Mario’nun yaratıcısı Miyamoto’ya göre ilk Mario oyunu yapılırken insanların başarı hissiyatına önem verilmiş. İnsanlar her bir Mario bölümünü geçtikten sonra başardım hissine kapılacak, Bowser’ı alt ettikten sonra biricik prensesi kurtarmanın hazzını yaşayacak. Bu yolda ise temel olarak yapabildiği en iyi şey olan zıplama yeteneğini kullanacak. Diğer tarafta Dark Souls’a bakalım, insanlar karşılarına çıkan epey zorlu bossları onlarca belki yüzlerce kez yenmeyi deneyecek, en sonunda yenecek ve başardım hissiyatına kapılacak. Sonuca giden yol farklı olsa da temelde aynı şey var: Başarı hazzı.
İlk Mario oyunundan sonraki oyunlarda da bu temel üzerinden ilerledi Nintendo. Orada bir yerlerde her zaman kurtarılacak bir prenses ve yenilenecek bir Bowser var fakat her oyunda farklı ödüller de eklendi.

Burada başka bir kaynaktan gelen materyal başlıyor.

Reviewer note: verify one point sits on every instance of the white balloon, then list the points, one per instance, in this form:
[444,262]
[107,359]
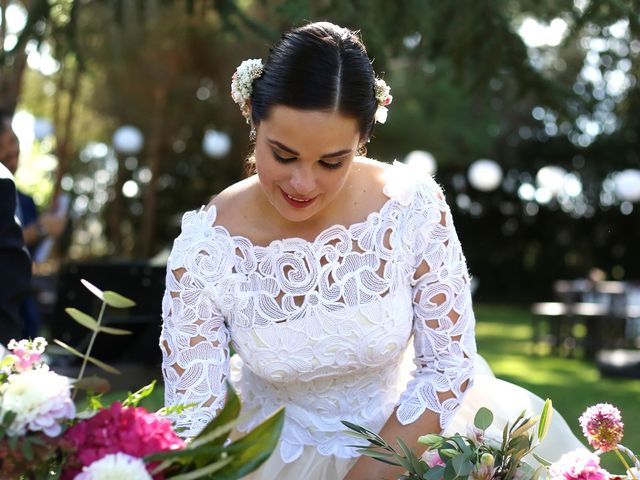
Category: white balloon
[216,144]
[627,185]
[421,161]
[485,175]
[42,128]
[128,140]
[551,178]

Yıldızlar, oyunun içine yerleştirilmiş sırlar ve son olarak Super Mario Odyssey’deki Aylar. Oyunda toplam 830 adet Ay var. Bunların 120 tanesini topladığınızda oyunun sonuna ulaşıyorsunuz. 500 tanesini topladığınızda ise oyunun gerçek sonuna ulaşıyorsunuz. Geri kalan 330 Ay’ı toplamak ise sizin deliliğinize kalmış. 120 adet Ay toplamak oldukça kolay, bazı Aylar’ı toplamak için hiç efor sarf etmenize bile gerek yok. Fakat “Hayır bunlar bana yetmedi, hepsini toplayacağım” derseniz, kolay gelsin. Toplaması kolay olan Aylar’dan sonra işler zorlaşıyor, bazen bulmacaları çözmeniz gerekiyor bazen de oyunun size sunduğu fizik motoru dahilinde Mario’nun yapabildiği bütün hareketleri kullanmanız gerekiyor. Duvardan duvara zıplama, ters zıplama, uzun zıplama, yuvarlanma, havadayken ileri doğru atılma, şapkanızı fırlatıp şapkanızın üzerinden zıplama… bir dakika, şapka fırlatma mı?

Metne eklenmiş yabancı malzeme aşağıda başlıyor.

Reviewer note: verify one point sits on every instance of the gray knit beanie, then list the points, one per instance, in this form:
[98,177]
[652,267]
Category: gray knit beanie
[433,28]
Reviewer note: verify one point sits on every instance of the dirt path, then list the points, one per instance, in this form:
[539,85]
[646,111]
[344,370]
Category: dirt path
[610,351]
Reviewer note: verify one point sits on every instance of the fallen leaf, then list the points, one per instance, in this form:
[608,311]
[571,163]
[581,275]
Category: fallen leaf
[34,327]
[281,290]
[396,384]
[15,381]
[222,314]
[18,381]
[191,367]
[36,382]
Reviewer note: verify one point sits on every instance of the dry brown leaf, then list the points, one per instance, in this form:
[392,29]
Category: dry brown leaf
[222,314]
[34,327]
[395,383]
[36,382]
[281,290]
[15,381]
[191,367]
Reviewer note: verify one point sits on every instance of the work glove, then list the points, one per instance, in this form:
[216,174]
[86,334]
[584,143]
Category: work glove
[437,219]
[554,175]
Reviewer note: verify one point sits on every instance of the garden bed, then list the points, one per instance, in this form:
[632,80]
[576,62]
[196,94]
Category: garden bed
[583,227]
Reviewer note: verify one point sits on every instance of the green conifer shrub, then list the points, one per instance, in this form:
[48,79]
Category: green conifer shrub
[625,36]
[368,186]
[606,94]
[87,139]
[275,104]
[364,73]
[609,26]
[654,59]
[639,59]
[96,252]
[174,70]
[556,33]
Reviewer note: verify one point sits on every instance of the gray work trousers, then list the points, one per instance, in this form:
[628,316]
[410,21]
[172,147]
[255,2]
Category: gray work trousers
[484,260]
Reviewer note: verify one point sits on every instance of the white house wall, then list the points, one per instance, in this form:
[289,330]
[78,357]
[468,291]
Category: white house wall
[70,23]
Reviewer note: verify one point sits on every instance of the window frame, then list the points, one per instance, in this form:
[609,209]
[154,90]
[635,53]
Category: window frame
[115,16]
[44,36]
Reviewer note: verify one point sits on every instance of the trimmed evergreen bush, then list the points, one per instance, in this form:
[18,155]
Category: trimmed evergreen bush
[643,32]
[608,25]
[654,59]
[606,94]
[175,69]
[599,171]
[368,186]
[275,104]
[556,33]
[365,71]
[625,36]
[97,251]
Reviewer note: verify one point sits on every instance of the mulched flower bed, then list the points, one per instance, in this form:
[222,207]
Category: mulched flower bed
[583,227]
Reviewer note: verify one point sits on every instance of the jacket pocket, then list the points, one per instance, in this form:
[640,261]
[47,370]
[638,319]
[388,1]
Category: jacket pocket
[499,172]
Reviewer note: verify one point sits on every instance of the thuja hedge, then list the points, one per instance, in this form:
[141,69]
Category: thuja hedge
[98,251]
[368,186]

Super Mario Odyssey epey eğlenceli bir oyun
Super Mario Odyssey’in yönetmeni Kenta Motokura’nın dediğine göre şapka fırlatma mekaniği oyunu yapmaya başlamadan önce akıllarına gelmiş ve bütün oyunu bu mekanik çerçevesinde geliştirmek istemişler. Peki nedir bu mekanik? Super Mario Odyssey’de diğer Mario oyunlarından farklı olarak Bowser sadece Prenses Peach’i kaçırmıyor, Cap Kingdom’dan Tiara’yı da kaçırıyor. Ardından Cappy, Mario’dan yardım istiyor ve Mario ile birleşiyor. Bu birleşim Mario’nun ikonik şapkasını canlandırıyor ve ona yepyeni güçler ekliyor. Mario artık sadece düşmanların üzerine zıplayarak onları yenmiyor, şapkasını fırlatarak mücadele ediyor ve bütün oyunu değiştirecek müthiş bir güç veriyor: Düşmanların yerine geçme gücü.
Mario’nun şapkasını fırlatarak bazı düşmanların ve dost karakterlerin yerine geçebiliyoruz ve onların güçlerini kullanabiliyoruz. Örneğin Goomba olup diğer Goombaların üzerine çıkıp bir kule yapabiliyoruz ve Goombaları yeterli yükseklik seviyesine getirip Goombette ile aşk yaşamalarına vesile olabiliyoruz. Veya bir çatala dönüşüp kendimizi yükseklere fırlatabiliyoruz veya dinozora dönüşüp önümüze geleni yıkıp geçebiliyoruz veya bir ağaca dönüşebiliyoruz. Bu yeni mekanik sayesinde oyundaki çeşitlik seviyesi inanılmaz ölçüde yükselmiş. Bulmacaları istediğiniz şeye dönüşerek ve birbirinden farklı yollarla çözebilirsiniz, ulaşamadığınız Aylara istediğiniz şeye dönüşerek ulaşabilirsiniz.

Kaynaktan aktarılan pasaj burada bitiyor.